What has made you laugh and what touched (emotionally) you as backing drummer with American bluesmen?
The sense that I get to play music with many of my idols was always overwhelming. The simplicity of dealing with obstacles in a straightforward manner and the truth that was right there before me to be a part of.
What is the impact of Blues, Jazz and Rock music to the racial, political and socio-cultural implications?

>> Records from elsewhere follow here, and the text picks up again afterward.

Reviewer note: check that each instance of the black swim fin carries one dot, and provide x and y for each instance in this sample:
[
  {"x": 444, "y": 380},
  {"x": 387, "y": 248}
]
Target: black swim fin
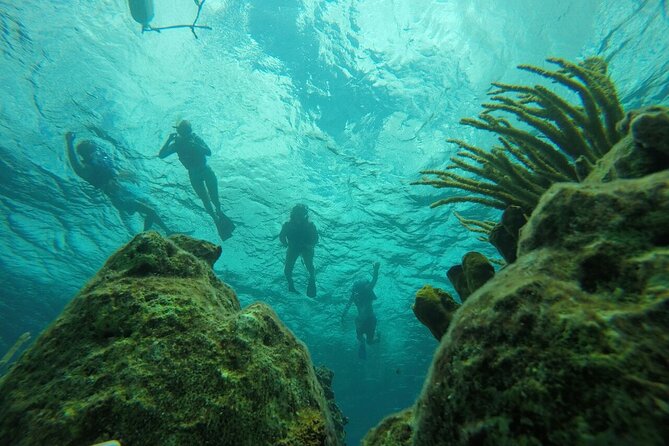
[
  {"x": 362, "y": 351},
  {"x": 225, "y": 227},
  {"x": 311, "y": 288}
]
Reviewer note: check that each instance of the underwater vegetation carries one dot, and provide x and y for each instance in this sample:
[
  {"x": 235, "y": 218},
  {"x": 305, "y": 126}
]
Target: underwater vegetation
[
  {"x": 549, "y": 350},
  {"x": 551, "y": 141}
]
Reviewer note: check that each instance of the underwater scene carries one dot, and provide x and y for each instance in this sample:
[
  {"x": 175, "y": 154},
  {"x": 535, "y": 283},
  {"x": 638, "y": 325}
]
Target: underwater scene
[{"x": 334, "y": 222}]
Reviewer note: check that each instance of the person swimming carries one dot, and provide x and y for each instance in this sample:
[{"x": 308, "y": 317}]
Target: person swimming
[
  {"x": 193, "y": 153},
  {"x": 94, "y": 165},
  {"x": 362, "y": 295},
  {"x": 299, "y": 236}
]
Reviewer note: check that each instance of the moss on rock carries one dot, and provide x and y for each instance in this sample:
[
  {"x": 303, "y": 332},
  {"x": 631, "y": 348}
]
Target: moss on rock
[
  {"x": 155, "y": 350},
  {"x": 434, "y": 308},
  {"x": 395, "y": 430},
  {"x": 569, "y": 344}
]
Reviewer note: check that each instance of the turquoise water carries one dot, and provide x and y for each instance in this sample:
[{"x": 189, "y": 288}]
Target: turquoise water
[{"x": 336, "y": 104}]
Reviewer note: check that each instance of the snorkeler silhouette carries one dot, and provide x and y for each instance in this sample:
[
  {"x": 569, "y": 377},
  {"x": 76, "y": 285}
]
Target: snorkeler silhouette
[
  {"x": 300, "y": 236},
  {"x": 362, "y": 295},
  {"x": 96, "y": 166},
  {"x": 193, "y": 153}
]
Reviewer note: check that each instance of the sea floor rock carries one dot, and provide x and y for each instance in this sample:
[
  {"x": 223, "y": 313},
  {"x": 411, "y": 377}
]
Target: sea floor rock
[
  {"x": 570, "y": 344},
  {"x": 155, "y": 350}
]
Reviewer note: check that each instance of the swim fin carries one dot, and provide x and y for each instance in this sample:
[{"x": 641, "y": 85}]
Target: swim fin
[
  {"x": 362, "y": 351},
  {"x": 225, "y": 227},
  {"x": 311, "y": 287}
]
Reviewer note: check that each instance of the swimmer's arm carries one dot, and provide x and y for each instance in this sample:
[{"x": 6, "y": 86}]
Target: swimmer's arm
[
  {"x": 375, "y": 275},
  {"x": 168, "y": 148},
  {"x": 283, "y": 234},
  {"x": 313, "y": 235},
  {"x": 348, "y": 305},
  {"x": 78, "y": 168}
]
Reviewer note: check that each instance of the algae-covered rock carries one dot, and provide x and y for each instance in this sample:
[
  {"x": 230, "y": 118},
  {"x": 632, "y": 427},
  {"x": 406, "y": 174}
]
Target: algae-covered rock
[
  {"x": 644, "y": 149},
  {"x": 395, "y": 430},
  {"x": 155, "y": 350},
  {"x": 474, "y": 271},
  {"x": 434, "y": 308},
  {"x": 504, "y": 235},
  {"x": 325, "y": 377},
  {"x": 568, "y": 345}
]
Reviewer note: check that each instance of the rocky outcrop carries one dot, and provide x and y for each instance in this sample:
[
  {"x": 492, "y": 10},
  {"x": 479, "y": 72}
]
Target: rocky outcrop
[
  {"x": 155, "y": 350},
  {"x": 568, "y": 345},
  {"x": 434, "y": 308}
]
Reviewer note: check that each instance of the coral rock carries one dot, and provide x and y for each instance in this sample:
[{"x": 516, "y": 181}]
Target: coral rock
[
  {"x": 395, "y": 430},
  {"x": 155, "y": 350},
  {"x": 569, "y": 344},
  {"x": 643, "y": 151},
  {"x": 434, "y": 308}
]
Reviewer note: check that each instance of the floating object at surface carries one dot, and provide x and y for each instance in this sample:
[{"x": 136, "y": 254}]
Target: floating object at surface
[{"x": 142, "y": 11}]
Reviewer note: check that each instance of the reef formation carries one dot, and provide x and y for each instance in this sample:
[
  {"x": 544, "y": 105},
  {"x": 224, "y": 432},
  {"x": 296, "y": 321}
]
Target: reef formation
[
  {"x": 567, "y": 345},
  {"x": 156, "y": 350}
]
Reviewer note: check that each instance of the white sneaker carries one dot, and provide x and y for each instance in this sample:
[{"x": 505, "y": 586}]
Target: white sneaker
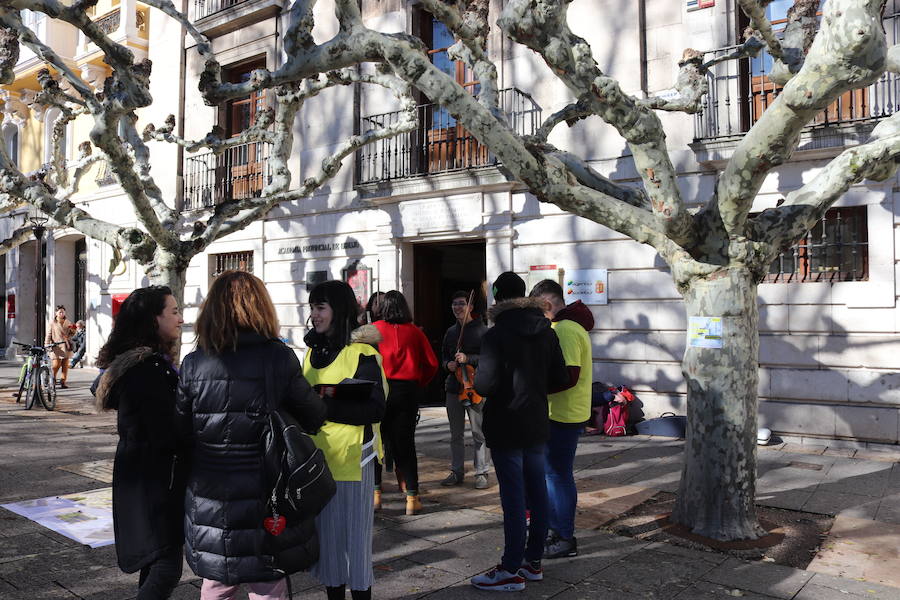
[{"x": 499, "y": 580}]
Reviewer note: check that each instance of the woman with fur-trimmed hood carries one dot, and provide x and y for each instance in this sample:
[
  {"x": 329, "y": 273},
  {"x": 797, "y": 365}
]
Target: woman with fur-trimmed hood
[
  {"x": 139, "y": 382},
  {"x": 339, "y": 350},
  {"x": 239, "y": 372}
]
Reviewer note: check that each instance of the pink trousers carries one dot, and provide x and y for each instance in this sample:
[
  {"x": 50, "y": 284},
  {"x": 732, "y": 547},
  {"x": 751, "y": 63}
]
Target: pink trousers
[{"x": 264, "y": 590}]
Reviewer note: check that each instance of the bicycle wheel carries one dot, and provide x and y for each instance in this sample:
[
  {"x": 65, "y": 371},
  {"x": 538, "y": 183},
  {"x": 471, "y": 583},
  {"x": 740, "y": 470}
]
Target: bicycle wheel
[
  {"x": 47, "y": 389},
  {"x": 26, "y": 375},
  {"x": 31, "y": 388}
]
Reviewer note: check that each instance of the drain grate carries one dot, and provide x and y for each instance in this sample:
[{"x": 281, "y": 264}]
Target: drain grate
[
  {"x": 101, "y": 470},
  {"x": 803, "y": 465}
]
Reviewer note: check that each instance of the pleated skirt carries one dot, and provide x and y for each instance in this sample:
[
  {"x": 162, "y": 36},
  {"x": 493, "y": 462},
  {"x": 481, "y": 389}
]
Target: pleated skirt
[{"x": 345, "y": 532}]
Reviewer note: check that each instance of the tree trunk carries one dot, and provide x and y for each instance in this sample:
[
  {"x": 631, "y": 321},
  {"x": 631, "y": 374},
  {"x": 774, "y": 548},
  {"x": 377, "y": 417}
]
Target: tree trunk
[{"x": 718, "y": 483}]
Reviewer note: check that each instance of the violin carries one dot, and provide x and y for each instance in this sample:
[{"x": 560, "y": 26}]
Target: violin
[{"x": 465, "y": 373}]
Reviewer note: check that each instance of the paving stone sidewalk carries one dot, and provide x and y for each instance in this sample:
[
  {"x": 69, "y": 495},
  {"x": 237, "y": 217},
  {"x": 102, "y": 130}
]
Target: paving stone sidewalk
[{"x": 459, "y": 532}]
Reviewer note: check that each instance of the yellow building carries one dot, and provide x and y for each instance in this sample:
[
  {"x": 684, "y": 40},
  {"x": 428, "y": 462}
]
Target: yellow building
[{"x": 26, "y": 127}]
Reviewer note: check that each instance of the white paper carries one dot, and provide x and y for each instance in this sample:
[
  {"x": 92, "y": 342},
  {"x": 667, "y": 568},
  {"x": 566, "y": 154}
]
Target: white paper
[
  {"x": 85, "y": 517},
  {"x": 705, "y": 332}
]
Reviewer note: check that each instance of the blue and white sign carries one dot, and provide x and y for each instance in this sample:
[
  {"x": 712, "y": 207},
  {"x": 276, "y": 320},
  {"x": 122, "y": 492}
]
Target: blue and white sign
[{"x": 588, "y": 285}]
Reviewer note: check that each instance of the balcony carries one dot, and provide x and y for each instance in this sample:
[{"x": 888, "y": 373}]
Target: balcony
[
  {"x": 218, "y": 17},
  {"x": 61, "y": 36},
  {"x": 127, "y": 24},
  {"x": 740, "y": 91},
  {"x": 237, "y": 173},
  {"x": 439, "y": 144}
]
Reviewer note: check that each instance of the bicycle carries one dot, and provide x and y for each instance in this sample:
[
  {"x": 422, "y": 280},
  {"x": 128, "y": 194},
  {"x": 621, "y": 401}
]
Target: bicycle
[{"x": 37, "y": 381}]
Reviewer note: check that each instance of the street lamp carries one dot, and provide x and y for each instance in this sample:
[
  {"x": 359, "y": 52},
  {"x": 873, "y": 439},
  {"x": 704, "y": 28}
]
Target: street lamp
[{"x": 39, "y": 227}]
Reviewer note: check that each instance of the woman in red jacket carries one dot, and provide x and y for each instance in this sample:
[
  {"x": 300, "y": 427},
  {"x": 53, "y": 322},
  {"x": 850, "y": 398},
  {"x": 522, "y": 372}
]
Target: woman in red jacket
[{"x": 409, "y": 364}]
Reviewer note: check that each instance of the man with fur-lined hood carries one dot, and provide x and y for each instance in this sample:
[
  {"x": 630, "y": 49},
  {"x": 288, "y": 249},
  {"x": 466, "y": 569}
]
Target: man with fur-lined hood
[{"x": 520, "y": 362}]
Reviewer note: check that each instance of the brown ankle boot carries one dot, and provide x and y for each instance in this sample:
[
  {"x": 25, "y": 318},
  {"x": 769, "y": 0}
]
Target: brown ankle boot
[{"x": 413, "y": 505}]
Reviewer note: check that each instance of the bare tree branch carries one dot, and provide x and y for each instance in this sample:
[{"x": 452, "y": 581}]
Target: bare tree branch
[
  {"x": 756, "y": 12},
  {"x": 471, "y": 26},
  {"x": 877, "y": 159},
  {"x": 16, "y": 239},
  {"x": 587, "y": 176},
  {"x": 570, "y": 114},
  {"x": 849, "y": 52},
  {"x": 541, "y": 25}
]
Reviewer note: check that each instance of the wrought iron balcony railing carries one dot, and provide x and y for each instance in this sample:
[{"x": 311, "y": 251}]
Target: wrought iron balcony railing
[
  {"x": 205, "y": 8},
  {"x": 109, "y": 23},
  {"x": 238, "y": 172},
  {"x": 740, "y": 91},
  {"x": 439, "y": 143}
]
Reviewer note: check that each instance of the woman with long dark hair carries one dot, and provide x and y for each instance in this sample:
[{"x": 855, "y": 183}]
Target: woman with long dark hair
[
  {"x": 339, "y": 349},
  {"x": 148, "y": 484},
  {"x": 240, "y": 372},
  {"x": 409, "y": 364}
]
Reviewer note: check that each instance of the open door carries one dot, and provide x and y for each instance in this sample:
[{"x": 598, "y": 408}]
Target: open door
[{"x": 440, "y": 270}]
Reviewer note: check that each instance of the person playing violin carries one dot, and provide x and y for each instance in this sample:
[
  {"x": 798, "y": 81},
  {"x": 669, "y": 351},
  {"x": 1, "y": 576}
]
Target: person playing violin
[{"x": 460, "y": 348}]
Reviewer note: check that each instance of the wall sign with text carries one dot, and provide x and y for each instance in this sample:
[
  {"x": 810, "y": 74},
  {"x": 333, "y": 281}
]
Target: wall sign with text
[
  {"x": 698, "y": 4},
  {"x": 588, "y": 285}
]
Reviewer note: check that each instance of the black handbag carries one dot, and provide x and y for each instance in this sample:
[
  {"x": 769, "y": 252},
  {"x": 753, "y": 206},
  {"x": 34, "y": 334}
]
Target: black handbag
[
  {"x": 667, "y": 425},
  {"x": 300, "y": 481}
]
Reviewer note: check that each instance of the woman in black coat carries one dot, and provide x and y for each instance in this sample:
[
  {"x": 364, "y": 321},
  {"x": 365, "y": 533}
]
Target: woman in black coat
[
  {"x": 223, "y": 401},
  {"x": 148, "y": 484}
]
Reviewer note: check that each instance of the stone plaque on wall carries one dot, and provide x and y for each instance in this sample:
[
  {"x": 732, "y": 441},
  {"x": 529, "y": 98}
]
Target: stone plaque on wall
[{"x": 460, "y": 213}]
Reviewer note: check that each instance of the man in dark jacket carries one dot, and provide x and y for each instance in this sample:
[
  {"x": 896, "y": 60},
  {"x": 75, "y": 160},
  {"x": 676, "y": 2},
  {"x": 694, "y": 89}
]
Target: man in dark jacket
[
  {"x": 520, "y": 361},
  {"x": 570, "y": 407}
]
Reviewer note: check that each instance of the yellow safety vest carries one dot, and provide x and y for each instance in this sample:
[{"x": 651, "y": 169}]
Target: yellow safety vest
[{"x": 342, "y": 444}]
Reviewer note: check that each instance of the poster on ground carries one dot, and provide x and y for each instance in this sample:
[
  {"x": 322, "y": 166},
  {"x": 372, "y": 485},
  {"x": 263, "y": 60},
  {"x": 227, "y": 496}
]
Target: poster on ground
[{"x": 85, "y": 517}]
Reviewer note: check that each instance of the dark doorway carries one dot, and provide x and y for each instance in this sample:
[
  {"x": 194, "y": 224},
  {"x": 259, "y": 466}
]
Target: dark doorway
[
  {"x": 440, "y": 270},
  {"x": 80, "y": 313}
]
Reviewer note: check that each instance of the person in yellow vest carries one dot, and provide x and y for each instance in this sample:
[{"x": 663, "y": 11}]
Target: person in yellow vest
[
  {"x": 339, "y": 349},
  {"x": 570, "y": 407}
]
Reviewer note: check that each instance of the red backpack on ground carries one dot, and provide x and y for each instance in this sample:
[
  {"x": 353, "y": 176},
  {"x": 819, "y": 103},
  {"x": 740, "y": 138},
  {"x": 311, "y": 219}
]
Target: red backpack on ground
[{"x": 617, "y": 418}]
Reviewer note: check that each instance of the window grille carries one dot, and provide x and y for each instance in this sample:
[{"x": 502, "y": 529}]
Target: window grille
[
  {"x": 835, "y": 249},
  {"x": 233, "y": 261}
]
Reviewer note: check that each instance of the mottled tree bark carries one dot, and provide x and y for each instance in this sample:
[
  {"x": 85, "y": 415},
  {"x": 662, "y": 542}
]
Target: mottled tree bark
[{"x": 716, "y": 495}]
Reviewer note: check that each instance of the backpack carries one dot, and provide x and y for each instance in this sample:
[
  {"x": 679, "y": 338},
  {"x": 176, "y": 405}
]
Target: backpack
[
  {"x": 617, "y": 418},
  {"x": 299, "y": 483}
]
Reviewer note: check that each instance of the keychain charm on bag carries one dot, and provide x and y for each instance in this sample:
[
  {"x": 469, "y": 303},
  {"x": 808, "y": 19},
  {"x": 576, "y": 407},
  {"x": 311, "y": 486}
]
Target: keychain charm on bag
[{"x": 276, "y": 523}]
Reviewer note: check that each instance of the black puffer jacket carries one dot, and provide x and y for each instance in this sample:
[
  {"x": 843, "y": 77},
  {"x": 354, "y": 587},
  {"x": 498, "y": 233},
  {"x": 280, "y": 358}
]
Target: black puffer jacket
[
  {"x": 520, "y": 360},
  {"x": 222, "y": 409},
  {"x": 148, "y": 478}
]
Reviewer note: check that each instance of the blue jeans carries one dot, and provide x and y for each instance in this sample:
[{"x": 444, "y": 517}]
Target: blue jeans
[
  {"x": 520, "y": 473},
  {"x": 561, "y": 491}
]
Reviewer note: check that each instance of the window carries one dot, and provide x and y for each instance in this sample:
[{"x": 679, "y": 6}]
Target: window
[
  {"x": 836, "y": 249},
  {"x": 763, "y": 91},
  {"x": 232, "y": 261},
  {"x": 11, "y": 142},
  {"x": 448, "y": 144},
  {"x": 241, "y": 112}
]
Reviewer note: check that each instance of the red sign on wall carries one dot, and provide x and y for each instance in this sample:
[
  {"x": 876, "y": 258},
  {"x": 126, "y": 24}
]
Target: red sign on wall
[{"x": 118, "y": 299}]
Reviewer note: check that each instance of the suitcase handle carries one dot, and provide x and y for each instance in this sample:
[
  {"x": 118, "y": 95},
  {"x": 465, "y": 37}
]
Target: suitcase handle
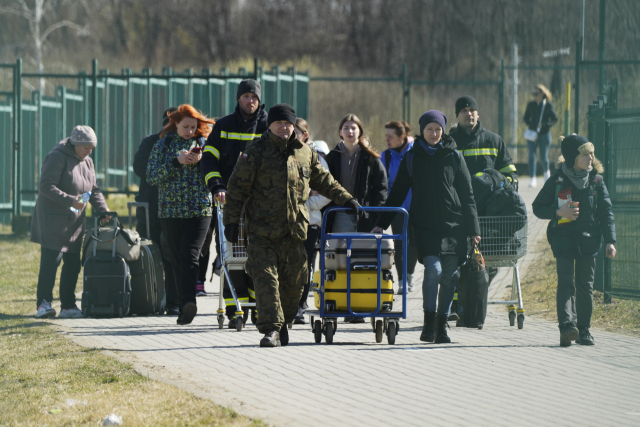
[{"x": 144, "y": 205}]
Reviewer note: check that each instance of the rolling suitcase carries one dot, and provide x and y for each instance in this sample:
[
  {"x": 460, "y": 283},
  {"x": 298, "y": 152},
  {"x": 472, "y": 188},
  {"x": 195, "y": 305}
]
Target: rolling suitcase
[
  {"x": 363, "y": 254},
  {"x": 148, "y": 294},
  {"x": 106, "y": 279},
  {"x": 364, "y": 290}
]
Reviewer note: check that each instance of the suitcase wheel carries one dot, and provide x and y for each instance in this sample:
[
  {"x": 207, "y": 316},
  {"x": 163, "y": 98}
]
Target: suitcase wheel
[
  {"x": 379, "y": 331},
  {"x": 329, "y": 332},
  {"x": 392, "y": 331}
]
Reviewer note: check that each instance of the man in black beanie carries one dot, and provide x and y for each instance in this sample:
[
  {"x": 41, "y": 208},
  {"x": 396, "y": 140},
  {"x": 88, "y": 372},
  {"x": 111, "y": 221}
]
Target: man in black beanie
[
  {"x": 481, "y": 149},
  {"x": 273, "y": 177},
  {"x": 226, "y": 141}
]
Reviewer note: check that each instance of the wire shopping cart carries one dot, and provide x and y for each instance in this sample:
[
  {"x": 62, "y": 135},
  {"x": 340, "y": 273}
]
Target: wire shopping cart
[
  {"x": 388, "y": 320},
  {"x": 233, "y": 256},
  {"x": 504, "y": 242}
]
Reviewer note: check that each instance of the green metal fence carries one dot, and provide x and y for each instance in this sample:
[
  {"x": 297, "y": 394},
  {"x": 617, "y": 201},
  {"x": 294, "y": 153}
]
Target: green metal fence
[
  {"x": 615, "y": 132},
  {"x": 122, "y": 109}
]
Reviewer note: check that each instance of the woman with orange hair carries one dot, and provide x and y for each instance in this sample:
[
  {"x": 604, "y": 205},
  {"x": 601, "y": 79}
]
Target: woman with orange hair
[{"x": 184, "y": 201}]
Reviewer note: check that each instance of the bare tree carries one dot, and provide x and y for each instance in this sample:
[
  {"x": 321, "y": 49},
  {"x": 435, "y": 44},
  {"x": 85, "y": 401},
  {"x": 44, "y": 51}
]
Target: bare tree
[{"x": 35, "y": 17}]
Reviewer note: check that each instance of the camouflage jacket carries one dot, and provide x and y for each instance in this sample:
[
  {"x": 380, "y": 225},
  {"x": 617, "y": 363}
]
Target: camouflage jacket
[
  {"x": 273, "y": 177},
  {"x": 182, "y": 192}
]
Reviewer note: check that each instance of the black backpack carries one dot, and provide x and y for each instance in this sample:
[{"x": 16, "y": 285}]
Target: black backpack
[{"x": 484, "y": 185}]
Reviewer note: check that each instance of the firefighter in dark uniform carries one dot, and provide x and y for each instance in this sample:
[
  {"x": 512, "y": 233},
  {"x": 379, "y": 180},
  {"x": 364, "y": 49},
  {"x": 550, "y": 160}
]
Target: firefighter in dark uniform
[
  {"x": 481, "y": 149},
  {"x": 227, "y": 140},
  {"x": 273, "y": 177}
]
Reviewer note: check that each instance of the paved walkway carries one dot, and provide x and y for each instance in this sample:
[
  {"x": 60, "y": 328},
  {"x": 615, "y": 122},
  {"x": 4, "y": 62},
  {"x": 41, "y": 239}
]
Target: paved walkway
[{"x": 499, "y": 376}]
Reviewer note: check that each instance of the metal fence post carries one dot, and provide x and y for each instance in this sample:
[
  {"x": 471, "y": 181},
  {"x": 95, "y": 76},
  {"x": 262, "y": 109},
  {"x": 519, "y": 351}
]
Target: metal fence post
[
  {"x": 501, "y": 100},
  {"x": 576, "y": 126},
  {"x": 17, "y": 142},
  {"x": 404, "y": 92}
]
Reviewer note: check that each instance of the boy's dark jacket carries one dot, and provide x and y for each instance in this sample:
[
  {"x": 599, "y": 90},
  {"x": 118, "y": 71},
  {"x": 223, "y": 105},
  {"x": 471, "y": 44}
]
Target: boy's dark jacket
[{"x": 583, "y": 237}]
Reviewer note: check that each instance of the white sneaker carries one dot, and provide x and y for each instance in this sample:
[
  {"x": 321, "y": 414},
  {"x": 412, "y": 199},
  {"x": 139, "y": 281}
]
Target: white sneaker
[
  {"x": 45, "y": 310},
  {"x": 410, "y": 287},
  {"x": 71, "y": 313}
]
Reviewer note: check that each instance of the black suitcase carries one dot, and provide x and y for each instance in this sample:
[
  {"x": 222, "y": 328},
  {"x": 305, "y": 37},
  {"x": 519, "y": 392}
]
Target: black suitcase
[
  {"x": 473, "y": 294},
  {"x": 106, "y": 280},
  {"x": 147, "y": 274}
]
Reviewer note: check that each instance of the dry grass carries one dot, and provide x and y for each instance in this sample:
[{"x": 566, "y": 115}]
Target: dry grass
[
  {"x": 539, "y": 293},
  {"x": 41, "y": 369}
]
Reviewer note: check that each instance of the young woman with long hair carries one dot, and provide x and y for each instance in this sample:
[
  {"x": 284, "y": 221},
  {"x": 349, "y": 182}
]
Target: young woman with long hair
[
  {"x": 357, "y": 167},
  {"x": 184, "y": 201}
]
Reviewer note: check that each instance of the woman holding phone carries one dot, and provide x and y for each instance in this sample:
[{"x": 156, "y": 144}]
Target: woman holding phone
[
  {"x": 184, "y": 201},
  {"x": 577, "y": 203}
]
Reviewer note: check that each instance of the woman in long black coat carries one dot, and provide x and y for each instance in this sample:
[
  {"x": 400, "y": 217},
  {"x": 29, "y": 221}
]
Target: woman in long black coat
[
  {"x": 442, "y": 216},
  {"x": 577, "y": 203}
]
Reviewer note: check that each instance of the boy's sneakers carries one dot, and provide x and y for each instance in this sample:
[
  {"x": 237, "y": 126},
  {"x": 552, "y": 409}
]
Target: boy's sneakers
[
  {"x": 200, "y": 290},
  {"x": 70, "y": 313},
  {"x": 45, "y": 310}
]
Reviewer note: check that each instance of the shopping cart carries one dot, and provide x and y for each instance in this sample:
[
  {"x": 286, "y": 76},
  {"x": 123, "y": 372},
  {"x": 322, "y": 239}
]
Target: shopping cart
[
  {"x": 389, "y": 320},
  {"x": 504, "y": 242},
  {"x": 233, "y": 256}
]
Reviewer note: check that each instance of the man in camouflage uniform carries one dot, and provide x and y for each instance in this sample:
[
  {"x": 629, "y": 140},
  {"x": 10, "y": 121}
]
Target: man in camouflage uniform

Black music is what brought us jazz, blues and rock. Being honest, truthful and expressive, that music naturally attracts people who aspire to be the same. For a time, it was the voice of change which once seemed imminent. Now it is infected with corporate greed, but the roots are still unspoiled. It just takes a working brain to see through the hype and someday maybe we won’t be fooled.
Let’s take a trip with a time machine, so where and why would you really want to go for a whole day..?
The mid-seventies, in London or L.A.